WELLINGTON: A MAIOR LIDERANÇA POLÍTICA DO PIAUÍ

 

Magno Pires

           

            O atual Governador do Piauí, Wellington Dias (PT), foi o único político do Estado que conseguiu governar o Estado em quatro ocasiões. E sempre reeleito no primeiro turno. Exercera os mandatos em 2002, 2006, 2010, 2014 e 2018, completando um ciclo de dezesseis anos. Esta marca é sua. Nenhum outro político piauiense administrou o Estado quatro vezes. Além dessa marca indelével, e apenas sua, ainda foi Vereador de Teresina, Deputado estadual e federal e Senador da República. Jamais mudara de agremiação partidária. Sempre filiado ao Partido dos Trabalhadores.

            Agora, em 22, lidera a política do Piauí. Mantém uma composição de vários partidos e controla, sob a sua liderança, as articulações às eleições do próximo ano.
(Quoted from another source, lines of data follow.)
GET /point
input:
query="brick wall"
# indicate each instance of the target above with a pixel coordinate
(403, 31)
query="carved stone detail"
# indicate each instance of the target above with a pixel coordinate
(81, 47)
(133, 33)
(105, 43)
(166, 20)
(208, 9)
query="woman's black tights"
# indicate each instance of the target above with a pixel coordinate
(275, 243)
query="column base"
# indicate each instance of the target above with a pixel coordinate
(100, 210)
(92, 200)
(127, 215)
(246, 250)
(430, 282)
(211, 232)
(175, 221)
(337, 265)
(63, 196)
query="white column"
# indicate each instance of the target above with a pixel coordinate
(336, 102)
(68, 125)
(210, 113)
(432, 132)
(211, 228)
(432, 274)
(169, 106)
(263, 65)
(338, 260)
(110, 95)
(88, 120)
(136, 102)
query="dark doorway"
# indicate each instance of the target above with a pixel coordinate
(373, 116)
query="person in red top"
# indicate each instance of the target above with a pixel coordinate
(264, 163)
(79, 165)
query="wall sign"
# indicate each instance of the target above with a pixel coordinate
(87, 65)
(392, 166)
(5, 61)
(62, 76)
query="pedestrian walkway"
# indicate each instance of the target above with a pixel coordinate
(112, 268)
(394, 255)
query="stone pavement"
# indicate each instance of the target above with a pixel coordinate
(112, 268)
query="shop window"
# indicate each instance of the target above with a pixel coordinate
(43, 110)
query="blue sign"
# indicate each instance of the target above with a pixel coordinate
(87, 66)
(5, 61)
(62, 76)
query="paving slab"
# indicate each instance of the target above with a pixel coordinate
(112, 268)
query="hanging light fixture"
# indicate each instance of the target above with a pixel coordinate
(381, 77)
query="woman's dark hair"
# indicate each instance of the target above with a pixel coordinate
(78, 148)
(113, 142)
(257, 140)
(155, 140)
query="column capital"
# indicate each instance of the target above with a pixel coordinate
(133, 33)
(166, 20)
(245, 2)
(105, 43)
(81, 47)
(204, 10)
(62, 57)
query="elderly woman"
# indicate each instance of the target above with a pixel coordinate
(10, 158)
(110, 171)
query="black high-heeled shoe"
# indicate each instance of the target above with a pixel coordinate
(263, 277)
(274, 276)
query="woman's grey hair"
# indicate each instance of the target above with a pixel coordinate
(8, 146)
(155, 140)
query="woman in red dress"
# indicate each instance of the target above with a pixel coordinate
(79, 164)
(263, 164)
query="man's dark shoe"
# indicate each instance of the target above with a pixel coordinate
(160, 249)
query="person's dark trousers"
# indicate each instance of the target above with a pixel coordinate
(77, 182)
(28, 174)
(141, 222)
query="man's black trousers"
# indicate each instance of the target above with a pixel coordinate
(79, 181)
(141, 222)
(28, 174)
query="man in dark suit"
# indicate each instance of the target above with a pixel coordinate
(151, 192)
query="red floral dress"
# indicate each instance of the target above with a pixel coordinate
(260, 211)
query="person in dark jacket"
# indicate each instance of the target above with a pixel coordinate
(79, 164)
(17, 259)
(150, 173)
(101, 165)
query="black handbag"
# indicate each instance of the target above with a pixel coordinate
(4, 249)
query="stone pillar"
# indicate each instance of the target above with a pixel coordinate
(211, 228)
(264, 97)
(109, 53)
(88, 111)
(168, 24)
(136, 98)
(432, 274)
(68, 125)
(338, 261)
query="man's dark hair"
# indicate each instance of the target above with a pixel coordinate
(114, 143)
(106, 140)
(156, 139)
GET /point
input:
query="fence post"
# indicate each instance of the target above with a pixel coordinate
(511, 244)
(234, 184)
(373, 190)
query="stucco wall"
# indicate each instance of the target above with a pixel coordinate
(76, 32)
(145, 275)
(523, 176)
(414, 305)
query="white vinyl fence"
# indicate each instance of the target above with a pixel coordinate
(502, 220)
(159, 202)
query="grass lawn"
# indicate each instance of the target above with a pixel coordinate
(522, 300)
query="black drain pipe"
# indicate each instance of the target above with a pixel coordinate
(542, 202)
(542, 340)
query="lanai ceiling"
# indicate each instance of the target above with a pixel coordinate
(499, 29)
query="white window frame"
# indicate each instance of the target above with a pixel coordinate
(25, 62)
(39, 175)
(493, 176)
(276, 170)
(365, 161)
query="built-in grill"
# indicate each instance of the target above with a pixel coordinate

Será candidato ao Senado da República, com eleição garantida, e quer eleger para o período de 22 a 26, o aliado Marcelo Castro, atual Senador da República (MDB), e/ou o petista Rafael Fonteles, o seu Secretário da Fazenda.

            É evidente que pretende deixar no cargo de Governador um petista, como Rafael Fonteles, certamente para dar continuidade ao ideário da ideologia e filosofia petista, o que poderá não se registrar se o Senador Marcelo Castro for ungido ao evento eleitoral de 22.

            O Governador Wellington Dias consagrou-se e sagrou-se líder maior do Piauí adotando, em toda a sua longerra vida partidária, as ações e metas, além da doutrina do PT, e jamais fugindo dos princípios norteadores desse ideário.

            É um líder popular, com base fundamental e constituída nas áreas sociais e econômicas mais carentes e pulverizadas do Piauí. E há campo que sobra para essa sua ação político-partidária porque o Piauí detém 1,4 milhão de piauienses que vivem abaixo da linha da extrema pobreza, que sobrevivem, miseravelmente; não tendo o suficiente para sua alimentação normal. Passam fome e muita necessidade. E o combate, a essas mazelas sociais e econômicas, deixa muito a desejar, mesmo com as adoções de medidas de política pública.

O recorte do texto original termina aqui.